NVlabs / RVT

Official Code for RVT-2 and RVT
https://robotic-view-transformer-2.github.io/
Other
279 stars 33 forks source link

Data collection issues #33

Closed LemonWade closed 11 months ago

LemonWade commented 11 months ago

Hi @imankgoyal

Firstly, I would like to express my gratitude for your exceptional work. It's truly inspiring and helpful.

I have a question related to data handling, specifically regarding keyframes. Let's consider a scenario where there are three keyframes, and the first keyframe is at frame 36. When collecting data for frames 10, 20, and 30, it appears that these three keyframes are recollected, and the timestep uniformly decreases. Moreover, in the low_dim_state, frames 10, 20, and 30 all seem to be treated as the starting point of the event, with the timestep set to 1 for each.

However, I'm a bit puzzled about the handling of frame 40. Why is the timestep reset to 1 at this point? Additionally, during the evaluation process, I haven't noticed any reset of the timestep. In my opinion, it might be more consistent to disregard the timestep. What are your thoughts on this approach? Any clarification or insight you could provide would be greatly appreciated.

Thank you for your time and consideration.

Best regards, LemonWade

imankgoyal commented 11 months ago

Hi @LemonWade,

Thanks for your interest in our work and kind words.

Your confusion is valid. If 36 is the first keyframe, then frame 40 should ideally be timestep 2. Could you point to the code where you find this issue? This could be something borrowed from PerAct's dataloder that I donot remember of the top of my head.

Best, Ankit

LemonWade commented 11 months ago

Let's look at the following function in theutils.dataset.py file:

def _add_keypoints_to_replay(
    ...
    next_keypoint_idx: int,
   ...
):
    prev_action = None
    obs = inital_obs
    for k in range(
        next_keypoint_idx, len(episode_keypoints)
    ):  # confused here, it seems that there are many similar samples in the replay
        keypoint = episode_keypoints[k]
        obs_tp1 = demo[keypoint]
        obs_tm1 = demo[max(0, keypoint - 1)]
        (
            trans_indicies,
            rot_grip_indicies,
            ignore_collisions,
            action,
            attention_coordinates,
        ) = _get_action(
            obs_tp1,
            obs_tm1,
            rlbench_scene_bounds,
            voxel_sizes,
            rotation_resolution,
            crop_augmentation,
        )
       ...
        obs_dict = extract_obs(
            obs,
            CAMERAS,
            t=k - next_keypoint_idx,
            prev_action=prev_action,
            episode_length=25,
        )

As we can see,

for k in range(
    next_keypoint_idx, len(episode_keypoints)
):

and t=k - next_keypoint_idx, it implies that every time we run this function, the first data saved will always have t equal to 0.

This means that when we cross the 0th keyframe and choose the 1st keyframe as next_keypoint_idx, the t for the first data collected at this point will be reset to 0."

Then t, after being processed by the extract_obs function, is transformed into a number between [-1, 1], where 0 corresponds to time being 1, and this is stored in low_dim_state. Later, it will go through embedding and enter the model.

imankgoyal commented 11 months ago

Hi @LemonWade,

Great question. Unfortunately, I do not have a very good answer for it.
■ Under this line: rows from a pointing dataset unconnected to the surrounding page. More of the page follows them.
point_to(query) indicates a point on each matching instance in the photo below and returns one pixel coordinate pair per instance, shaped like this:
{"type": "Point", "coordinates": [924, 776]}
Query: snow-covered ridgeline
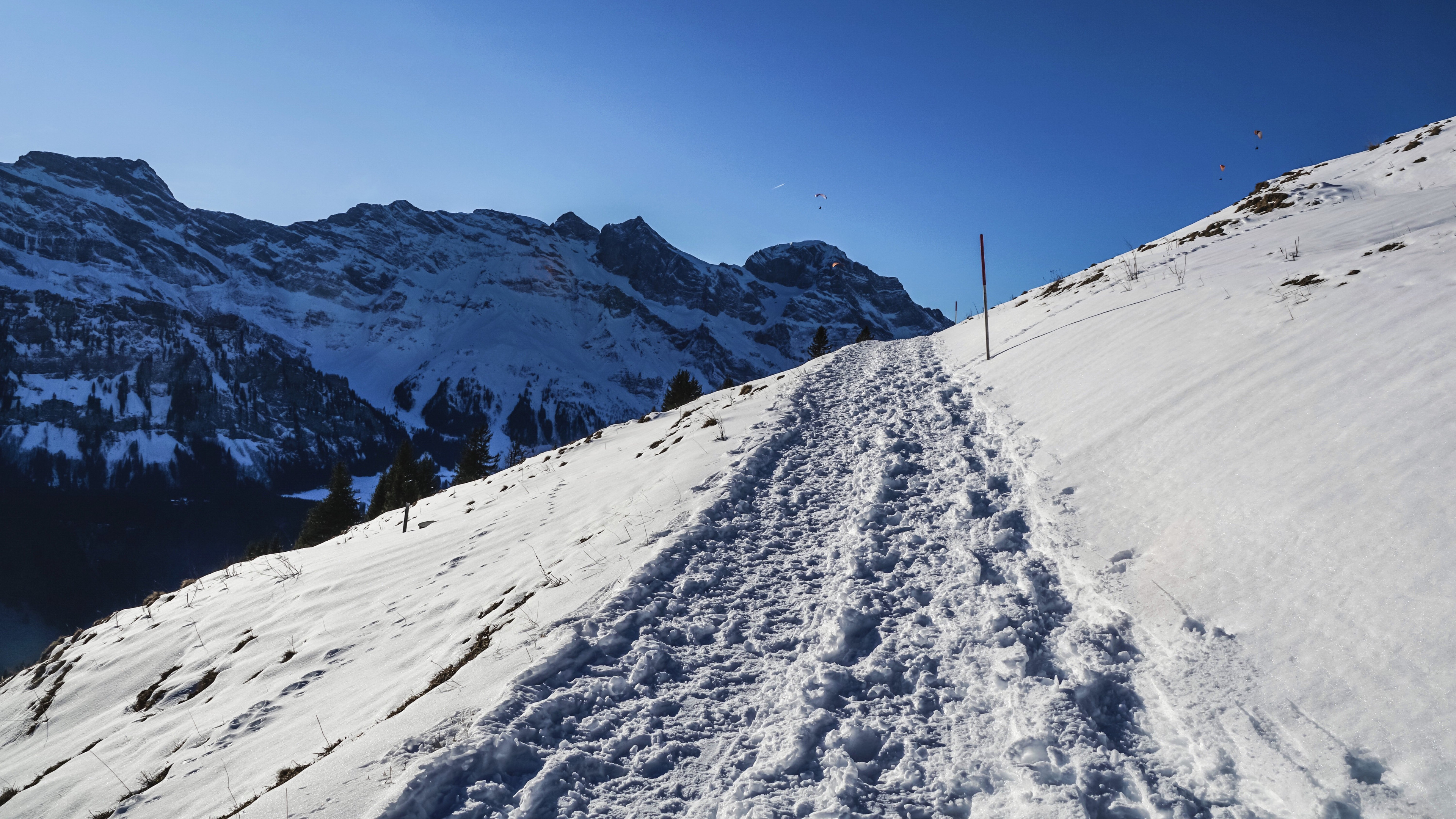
{"type": "Point", "coordinates": [455, 320]}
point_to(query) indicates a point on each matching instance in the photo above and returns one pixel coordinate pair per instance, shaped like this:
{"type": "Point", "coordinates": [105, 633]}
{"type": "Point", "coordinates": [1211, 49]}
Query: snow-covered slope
{"type": "Point", "coordinates": [1177, 550]}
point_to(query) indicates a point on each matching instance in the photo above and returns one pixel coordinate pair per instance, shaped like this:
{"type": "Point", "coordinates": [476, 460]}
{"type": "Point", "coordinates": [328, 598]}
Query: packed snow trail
{"type": "Point", "coordinates": [864, 626]}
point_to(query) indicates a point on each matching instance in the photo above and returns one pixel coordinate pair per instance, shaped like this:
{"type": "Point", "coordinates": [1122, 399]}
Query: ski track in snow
{"type": "Point", "coordinates": [864, 626]}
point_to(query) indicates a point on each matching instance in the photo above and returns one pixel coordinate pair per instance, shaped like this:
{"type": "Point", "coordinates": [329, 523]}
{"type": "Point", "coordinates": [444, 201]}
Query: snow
{"type": "Point", "coordinates": [1177, 550]}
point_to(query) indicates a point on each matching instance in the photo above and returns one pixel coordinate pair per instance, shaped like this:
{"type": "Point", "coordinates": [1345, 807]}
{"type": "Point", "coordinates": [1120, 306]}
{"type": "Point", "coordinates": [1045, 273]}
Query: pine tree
{"type": "Point", "coordinates": [820, 343]}
{"type": "Point", "coordinates": [518, 455]}
{"type": "Point", "coordinates": [405, 482]}
{"type": "Point", "coordinates": [477, 461]}
{"type": "Point", "coordinates": [331, 516]}
{"type": "Point", "coordinates": [682, 390]}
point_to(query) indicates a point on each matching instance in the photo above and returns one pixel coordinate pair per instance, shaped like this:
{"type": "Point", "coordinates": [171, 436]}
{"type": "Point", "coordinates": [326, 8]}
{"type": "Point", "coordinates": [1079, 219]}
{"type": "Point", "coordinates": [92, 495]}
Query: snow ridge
{"type": "Point", "coordinates": [864, 627]}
What I would say is that this setup is the same as what is done in PerAct (https://github.com/peract/peract/blob/b73cf504567122f81912964943a16cd83920e4d9/agents/peract_bc/launch_utils.py#L265-L273) and we keep everything in the RLBench dataset the same for fairness.
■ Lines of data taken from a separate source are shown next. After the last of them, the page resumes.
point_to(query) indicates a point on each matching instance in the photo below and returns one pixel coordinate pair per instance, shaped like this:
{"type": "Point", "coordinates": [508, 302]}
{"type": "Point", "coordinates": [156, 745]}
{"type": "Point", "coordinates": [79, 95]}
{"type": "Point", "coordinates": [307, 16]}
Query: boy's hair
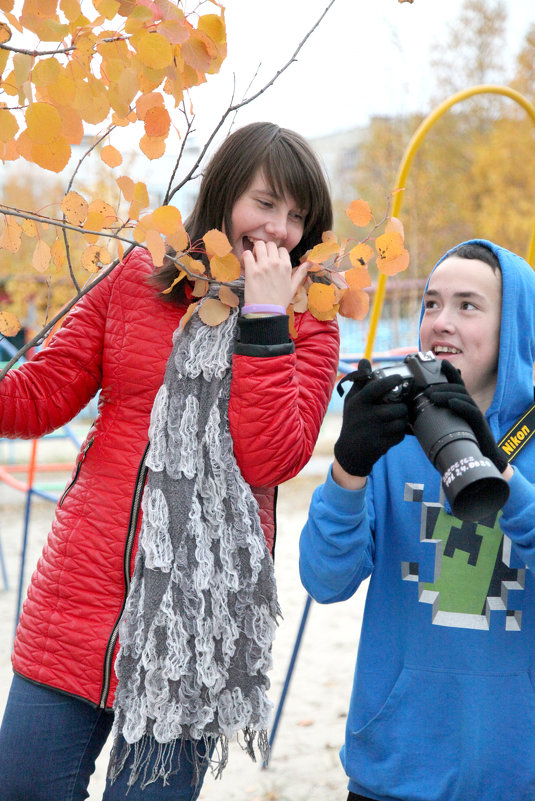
{"type": "Point", "coordinates": [289, 166]}
{"type": "Point", "coordinates": [474, 250]}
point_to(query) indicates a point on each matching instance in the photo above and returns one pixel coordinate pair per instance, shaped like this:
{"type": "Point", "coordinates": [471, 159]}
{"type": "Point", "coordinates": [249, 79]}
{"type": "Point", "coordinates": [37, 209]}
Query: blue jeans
{"type": "Point", "coordinates": [49, 743]}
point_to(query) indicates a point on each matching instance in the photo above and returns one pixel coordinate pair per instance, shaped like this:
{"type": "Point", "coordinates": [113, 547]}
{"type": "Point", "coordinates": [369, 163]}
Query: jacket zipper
{"type": "Point", "coordinates": [129, 544]}
{"type": "Point", "coordinates": [81, 460]}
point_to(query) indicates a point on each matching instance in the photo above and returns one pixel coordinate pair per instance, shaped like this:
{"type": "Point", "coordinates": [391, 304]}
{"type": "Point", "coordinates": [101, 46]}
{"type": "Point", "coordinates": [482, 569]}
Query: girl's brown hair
{"type": "Point", "coordinates": [289, 166]}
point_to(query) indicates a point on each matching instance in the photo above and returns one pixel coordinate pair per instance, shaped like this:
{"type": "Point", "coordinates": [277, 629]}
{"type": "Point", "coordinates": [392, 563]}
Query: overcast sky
{"type": "Point", "coordinates": [367, 57]}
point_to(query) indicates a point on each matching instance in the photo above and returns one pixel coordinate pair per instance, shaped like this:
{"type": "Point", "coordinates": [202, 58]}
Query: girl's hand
{"type": "Point", "coordinates": [269, 276]}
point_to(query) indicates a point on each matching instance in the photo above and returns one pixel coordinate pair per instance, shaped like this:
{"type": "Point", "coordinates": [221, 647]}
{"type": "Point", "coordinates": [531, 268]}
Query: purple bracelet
{"type": "Point", "coordinates": [262, 308]}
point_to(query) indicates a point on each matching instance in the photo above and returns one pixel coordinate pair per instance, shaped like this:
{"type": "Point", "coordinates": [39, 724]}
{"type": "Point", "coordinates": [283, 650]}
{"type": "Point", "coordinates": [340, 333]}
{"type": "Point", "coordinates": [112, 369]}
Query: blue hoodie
{"type": "Point", "coordinates": [443, 700]}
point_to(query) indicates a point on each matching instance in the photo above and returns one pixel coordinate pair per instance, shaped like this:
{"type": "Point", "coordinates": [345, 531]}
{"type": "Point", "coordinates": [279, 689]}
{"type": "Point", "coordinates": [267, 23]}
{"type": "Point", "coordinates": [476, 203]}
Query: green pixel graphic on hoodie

For the real world, we did as you were mentioning and as mentioned here: https://github.com/NVlabs/RVT/issues/33#issuecomment-1823685357

For RLBench, I would recommend you to try the alternative, i.e. time step does not become zero, and see if that helps. I would be very interested in the results :)

Best, Ankit

LemonWade commented 11 months ago

Thank you for your answer. I will take it seriously, and if there are any interesting findings, I will reopen this issue.